Cebrian killed Ancalas when he went into a shooting rampage using a Bushmaster. Cebrian reportedly emptied a magazine while shooting to the police patrol car where the HPG personnel were hiding. He himself was killed during the shooutout.

Tagum said that when Cebrian alighted the vehicle and started firing the gun, Zuñiga sped off the vehicle and abandoned it later in Noveleta town.

“What he did was irrational. Our men politely asked and explain to him why he was flagged down yet, he resorted to violence,” said Tagum.

Cebrian was a husband of an officer of the Philippine Navy assigned at Sangley Point. Based on background check, he had a history of road rage back in 2016 when he threatened fellow motorists with a gun.

Cebrian was also a cadet of the Philippine Military Academy but left due to academic ineligibility. He was a businessman.

Zuñiga told the police that when he was about to give his license, Cebrian prevented him and even ordered him to close the car window at the driver’s side.

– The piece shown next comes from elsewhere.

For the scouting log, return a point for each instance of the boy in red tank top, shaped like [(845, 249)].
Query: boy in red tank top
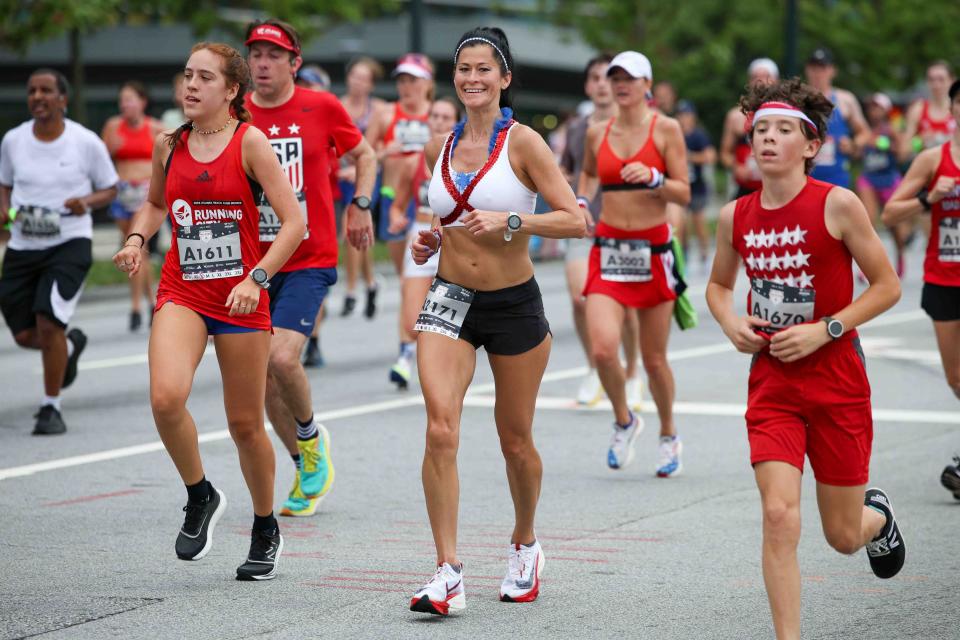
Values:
[(808, 390)]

It was then that the HPG personnel went back to the patrol car and took a defensive position.

But Cebrian reportedly used bullets that could pierce through metals, the reason why Ancalas was killed although he positioned himself at the back of the patrol car.

Tagum said the Nissan Tierra turned out to be in the list of hot cars, the reason why Cebrian could not produce a document to prove his ownership.

He said that when the driver presented a conduction sticker during the surrender, it belonged to another vehicle and not the Nissan Tierra.

“Based on our checking, the Bushmaster that Cebrian used was not licensed,” said Tagum.